Take the path uphill from the signpost in the direction of Blakethwaite Dams and in about a quarter of a mile, at a cairn, go left downhill to Blakethwaite smelt mill, set tightly in its own tiny gorge. Here the ore from the local mines was smelted. Peat from the moors was used as fuel and was stored in the long building on our side of the gill. Over the stream the ore hearth was housed in a separate building - a row of iron supporting columns still exists. A waterwheel powered the bellows and the flow of water was controlled by two dams half a mile upstream. Climbing the hillside behind the ore hearth are the remains of a long flue which took the noxious fumes away from the mill.
Cross the beck here and go left. If you wish to shorten the walk then follow the track ahead as it climbs gently on to the moor before descending into Gunnerside some 2 and a half miles away (not mapped).
Our main walk, still on the Coast to Coast, follows the track from the bridge for some 100 yards before turning sharp right, uphill. In some 100 paces there's one acute bend to the left before the path continues very distinctively to the top of the moor. It's then marked by a series of cairns to where it joins a hard core moor access track which comes up from the left across the desolation of North Hush,
Bear right on the track, following it in some 400 yards through a gate. Entrancing views open up ahead towards Keld and the Pennines. Then, just after descending a left hand bend in the track go right on a signposted rough path which drops steeply for half a mile to the ruins of Swinnergill mill and mine perched dramatically at the head of the precipitous Swinnergill.
Just beyond the mine we cross a bridge over the beck and in a few yards leave the Coast to Coast, bearing left on a narrow path which plunges down the gill with a distant view of the River Swale way below. About half way down the path divides to avoid the even steeper drop the beck makes to the valley floor. I took the path to the left which crosses the stream and climbs the little shoulder of the hill ahead before dropping to the bridleway running close to the Swale.
Away to the right, at the foot of Swinnergill, the ruins of Beldi smelt mill by a ford, make an ideal picnic spot.
Our return route is now all downstream, following at first the rough bridleway across the river meadows for over a mile to where a path bears right to Ramps Holme footbridge.
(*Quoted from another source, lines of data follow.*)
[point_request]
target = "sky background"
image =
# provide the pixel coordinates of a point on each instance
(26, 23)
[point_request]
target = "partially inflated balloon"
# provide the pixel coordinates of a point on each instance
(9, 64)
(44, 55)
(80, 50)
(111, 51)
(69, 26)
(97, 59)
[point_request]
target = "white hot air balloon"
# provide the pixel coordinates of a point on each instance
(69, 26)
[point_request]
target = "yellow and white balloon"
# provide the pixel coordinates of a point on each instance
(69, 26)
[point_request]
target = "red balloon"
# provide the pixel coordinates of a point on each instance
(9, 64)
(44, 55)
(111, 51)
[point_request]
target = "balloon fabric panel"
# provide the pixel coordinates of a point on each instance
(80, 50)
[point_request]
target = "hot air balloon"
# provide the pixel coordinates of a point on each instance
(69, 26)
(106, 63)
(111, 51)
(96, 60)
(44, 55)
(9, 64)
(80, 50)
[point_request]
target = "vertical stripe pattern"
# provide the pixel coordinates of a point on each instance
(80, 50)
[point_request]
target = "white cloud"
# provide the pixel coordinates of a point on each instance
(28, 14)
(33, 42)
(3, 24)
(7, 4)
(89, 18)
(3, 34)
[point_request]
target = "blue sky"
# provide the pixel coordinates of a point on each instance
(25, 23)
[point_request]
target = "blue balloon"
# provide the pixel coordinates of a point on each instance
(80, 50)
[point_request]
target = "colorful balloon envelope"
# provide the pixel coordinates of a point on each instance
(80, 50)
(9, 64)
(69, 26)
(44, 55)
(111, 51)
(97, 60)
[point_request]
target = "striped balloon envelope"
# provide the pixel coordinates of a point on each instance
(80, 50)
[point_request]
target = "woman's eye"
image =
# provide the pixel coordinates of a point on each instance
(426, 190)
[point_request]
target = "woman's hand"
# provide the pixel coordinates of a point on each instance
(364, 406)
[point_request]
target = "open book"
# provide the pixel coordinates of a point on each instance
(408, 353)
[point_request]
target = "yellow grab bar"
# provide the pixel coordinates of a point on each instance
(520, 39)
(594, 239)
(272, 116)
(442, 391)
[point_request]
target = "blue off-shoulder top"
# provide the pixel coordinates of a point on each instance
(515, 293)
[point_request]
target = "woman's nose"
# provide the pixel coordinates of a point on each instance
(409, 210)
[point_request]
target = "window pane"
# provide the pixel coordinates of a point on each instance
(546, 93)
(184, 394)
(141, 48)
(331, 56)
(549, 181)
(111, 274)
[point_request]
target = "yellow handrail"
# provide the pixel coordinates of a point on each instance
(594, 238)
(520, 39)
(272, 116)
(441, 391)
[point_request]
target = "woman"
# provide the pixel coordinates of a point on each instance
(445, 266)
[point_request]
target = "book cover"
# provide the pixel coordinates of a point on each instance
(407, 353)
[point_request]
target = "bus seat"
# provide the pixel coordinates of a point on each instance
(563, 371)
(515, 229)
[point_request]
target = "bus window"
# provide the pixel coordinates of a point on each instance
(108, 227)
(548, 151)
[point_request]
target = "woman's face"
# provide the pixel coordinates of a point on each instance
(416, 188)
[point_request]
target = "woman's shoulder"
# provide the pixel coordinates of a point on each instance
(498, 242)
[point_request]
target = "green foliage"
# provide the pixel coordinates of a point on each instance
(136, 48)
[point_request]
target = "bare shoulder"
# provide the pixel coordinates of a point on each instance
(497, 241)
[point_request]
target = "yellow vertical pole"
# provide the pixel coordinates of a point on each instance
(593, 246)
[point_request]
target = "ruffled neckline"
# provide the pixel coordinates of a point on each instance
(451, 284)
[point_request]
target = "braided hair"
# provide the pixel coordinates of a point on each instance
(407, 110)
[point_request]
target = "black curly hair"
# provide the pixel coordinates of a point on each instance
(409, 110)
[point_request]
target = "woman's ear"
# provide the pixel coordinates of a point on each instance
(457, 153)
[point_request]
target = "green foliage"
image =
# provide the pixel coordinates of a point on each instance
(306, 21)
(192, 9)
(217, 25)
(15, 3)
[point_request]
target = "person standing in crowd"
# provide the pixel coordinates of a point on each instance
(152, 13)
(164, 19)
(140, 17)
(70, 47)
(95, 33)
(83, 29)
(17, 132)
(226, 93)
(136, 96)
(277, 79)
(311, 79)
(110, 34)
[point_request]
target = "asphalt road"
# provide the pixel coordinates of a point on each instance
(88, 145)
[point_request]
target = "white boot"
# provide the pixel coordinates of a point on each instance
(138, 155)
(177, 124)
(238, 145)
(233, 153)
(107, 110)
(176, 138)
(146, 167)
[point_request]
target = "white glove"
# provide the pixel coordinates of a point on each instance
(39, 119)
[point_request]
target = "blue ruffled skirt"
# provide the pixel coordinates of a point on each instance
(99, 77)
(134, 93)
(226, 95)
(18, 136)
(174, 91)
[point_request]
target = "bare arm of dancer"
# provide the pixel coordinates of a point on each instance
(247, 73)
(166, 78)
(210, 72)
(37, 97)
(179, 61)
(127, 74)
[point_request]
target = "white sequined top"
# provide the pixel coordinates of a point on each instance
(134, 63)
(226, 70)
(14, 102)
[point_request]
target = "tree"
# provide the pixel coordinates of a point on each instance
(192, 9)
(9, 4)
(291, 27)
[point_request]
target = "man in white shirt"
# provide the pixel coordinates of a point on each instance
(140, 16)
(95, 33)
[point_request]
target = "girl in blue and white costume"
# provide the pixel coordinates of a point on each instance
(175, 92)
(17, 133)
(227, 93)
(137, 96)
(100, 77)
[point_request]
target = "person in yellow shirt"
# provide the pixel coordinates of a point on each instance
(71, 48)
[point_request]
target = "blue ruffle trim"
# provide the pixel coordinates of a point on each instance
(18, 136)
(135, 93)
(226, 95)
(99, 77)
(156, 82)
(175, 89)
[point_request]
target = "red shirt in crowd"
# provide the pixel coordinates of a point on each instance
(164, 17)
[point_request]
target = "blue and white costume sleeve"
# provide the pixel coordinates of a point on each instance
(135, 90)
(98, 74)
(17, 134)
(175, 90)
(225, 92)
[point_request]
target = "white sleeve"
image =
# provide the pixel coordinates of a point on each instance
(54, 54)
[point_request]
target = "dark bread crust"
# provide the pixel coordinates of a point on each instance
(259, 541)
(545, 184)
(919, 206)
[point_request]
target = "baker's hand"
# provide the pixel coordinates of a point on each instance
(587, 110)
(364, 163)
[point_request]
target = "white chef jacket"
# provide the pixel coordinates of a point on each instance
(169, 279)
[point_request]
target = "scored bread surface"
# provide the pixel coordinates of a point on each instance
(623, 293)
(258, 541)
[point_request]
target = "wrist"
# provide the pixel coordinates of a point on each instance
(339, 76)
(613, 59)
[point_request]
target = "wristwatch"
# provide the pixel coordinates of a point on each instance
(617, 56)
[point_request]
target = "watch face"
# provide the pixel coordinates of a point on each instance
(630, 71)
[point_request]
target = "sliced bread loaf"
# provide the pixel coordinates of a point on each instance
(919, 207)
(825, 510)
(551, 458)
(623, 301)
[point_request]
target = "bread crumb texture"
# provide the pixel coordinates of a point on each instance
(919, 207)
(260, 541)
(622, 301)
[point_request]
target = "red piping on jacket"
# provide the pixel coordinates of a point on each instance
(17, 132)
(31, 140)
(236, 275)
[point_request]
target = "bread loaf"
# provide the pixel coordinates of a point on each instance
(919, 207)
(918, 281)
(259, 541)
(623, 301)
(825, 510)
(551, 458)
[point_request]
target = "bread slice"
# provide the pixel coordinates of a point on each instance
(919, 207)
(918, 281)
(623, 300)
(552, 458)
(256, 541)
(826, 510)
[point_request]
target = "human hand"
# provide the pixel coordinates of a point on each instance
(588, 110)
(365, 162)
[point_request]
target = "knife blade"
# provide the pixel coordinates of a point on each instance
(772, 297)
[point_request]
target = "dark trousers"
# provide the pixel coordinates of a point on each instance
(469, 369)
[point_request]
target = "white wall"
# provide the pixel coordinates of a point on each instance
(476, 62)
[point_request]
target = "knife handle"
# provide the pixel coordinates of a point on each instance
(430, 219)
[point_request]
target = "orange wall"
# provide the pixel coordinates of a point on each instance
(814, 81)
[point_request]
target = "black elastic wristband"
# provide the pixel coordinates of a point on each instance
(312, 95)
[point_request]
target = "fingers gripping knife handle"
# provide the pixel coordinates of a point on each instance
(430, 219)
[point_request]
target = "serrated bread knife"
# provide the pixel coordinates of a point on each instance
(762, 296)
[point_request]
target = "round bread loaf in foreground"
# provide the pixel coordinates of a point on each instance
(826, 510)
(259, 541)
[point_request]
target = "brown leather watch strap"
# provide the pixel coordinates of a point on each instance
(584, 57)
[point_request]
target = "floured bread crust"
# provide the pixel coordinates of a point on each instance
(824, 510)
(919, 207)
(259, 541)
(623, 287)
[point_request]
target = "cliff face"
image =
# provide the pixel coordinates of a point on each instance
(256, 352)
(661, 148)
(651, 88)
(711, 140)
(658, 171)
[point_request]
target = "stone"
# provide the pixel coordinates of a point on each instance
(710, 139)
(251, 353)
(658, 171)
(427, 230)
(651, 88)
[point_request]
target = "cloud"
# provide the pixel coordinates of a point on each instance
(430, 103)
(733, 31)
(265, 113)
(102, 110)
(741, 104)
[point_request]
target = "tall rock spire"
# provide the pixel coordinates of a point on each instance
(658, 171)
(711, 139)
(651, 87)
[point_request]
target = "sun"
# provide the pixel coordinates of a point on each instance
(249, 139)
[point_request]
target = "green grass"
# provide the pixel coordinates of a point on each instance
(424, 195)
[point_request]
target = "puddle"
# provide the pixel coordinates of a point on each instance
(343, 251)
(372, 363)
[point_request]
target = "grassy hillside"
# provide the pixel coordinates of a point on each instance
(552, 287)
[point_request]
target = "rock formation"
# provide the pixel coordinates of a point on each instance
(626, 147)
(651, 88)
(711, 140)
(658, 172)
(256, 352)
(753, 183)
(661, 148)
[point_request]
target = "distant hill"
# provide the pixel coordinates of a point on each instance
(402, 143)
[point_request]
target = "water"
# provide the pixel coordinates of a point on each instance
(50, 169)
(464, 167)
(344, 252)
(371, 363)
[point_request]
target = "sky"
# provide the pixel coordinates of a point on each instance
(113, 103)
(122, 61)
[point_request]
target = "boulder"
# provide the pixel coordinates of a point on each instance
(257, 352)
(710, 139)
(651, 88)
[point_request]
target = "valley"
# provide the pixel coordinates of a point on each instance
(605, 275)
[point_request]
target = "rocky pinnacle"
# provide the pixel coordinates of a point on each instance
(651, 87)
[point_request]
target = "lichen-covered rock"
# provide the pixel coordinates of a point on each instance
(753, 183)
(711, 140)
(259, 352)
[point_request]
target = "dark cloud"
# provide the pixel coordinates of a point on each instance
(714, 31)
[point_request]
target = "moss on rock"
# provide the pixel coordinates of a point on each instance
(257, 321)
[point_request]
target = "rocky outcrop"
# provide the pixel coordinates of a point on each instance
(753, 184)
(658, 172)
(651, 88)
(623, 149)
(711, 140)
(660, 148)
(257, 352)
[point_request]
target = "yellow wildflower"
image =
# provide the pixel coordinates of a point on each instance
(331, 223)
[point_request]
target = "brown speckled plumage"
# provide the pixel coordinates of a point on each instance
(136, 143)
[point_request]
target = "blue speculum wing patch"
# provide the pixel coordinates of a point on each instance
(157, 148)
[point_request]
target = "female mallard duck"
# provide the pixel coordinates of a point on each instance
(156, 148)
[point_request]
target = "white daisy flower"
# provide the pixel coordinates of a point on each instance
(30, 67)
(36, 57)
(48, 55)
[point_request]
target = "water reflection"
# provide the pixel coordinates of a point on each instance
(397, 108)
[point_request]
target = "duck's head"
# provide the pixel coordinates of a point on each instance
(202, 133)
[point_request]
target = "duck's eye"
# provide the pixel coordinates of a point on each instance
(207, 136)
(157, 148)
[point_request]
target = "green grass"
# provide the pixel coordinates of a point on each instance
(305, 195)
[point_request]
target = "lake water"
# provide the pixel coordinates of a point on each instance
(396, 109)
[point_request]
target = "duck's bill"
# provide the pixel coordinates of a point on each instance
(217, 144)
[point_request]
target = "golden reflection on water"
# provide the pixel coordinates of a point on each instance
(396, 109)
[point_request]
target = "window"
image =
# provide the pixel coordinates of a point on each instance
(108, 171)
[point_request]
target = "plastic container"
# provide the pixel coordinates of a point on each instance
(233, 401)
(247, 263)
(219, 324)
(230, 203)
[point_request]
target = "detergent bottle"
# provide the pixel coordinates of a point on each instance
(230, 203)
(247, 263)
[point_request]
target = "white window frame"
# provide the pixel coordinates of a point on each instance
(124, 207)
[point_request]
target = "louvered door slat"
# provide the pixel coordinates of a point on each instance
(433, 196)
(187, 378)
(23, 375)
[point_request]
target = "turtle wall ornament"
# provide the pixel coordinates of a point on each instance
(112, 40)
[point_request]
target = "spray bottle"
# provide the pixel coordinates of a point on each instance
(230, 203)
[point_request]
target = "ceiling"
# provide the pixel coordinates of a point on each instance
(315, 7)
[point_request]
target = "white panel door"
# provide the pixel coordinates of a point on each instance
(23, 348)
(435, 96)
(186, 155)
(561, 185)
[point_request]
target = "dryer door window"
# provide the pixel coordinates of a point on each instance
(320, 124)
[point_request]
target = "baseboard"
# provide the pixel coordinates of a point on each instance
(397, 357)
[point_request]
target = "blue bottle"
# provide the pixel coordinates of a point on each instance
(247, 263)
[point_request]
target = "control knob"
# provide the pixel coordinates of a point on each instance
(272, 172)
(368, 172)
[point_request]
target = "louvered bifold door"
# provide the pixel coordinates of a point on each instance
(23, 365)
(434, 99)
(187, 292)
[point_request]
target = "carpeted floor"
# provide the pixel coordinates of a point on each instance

Do not cross it but continue ahead on the riverside path through meadows yellow with buttercups for nearly two miles to Ivelet Bridge, built in 1687 for £5 as a legacy of Philip Swale.
The path we use was part of the route along which coffins were carried from the villages of the upper dale to the consecrated churchyard at Grinton. Although disused after the building of Muker church in the 16th century it is still known as the Corpse Way. Tradition says that the large low flat stone by the road close to the bridge's eastern parapet was used as a temporary resting place for the coffin.
Do not cross the bridge but continue along the lane into the hamlet of Ivelet where turn right in front of the red phone box. From here a path crosses a succession of meadows with good views downstream. At one point, where the path approaches the river bank, make sure you go left, away from the river and over the last three fields into Gunnerside.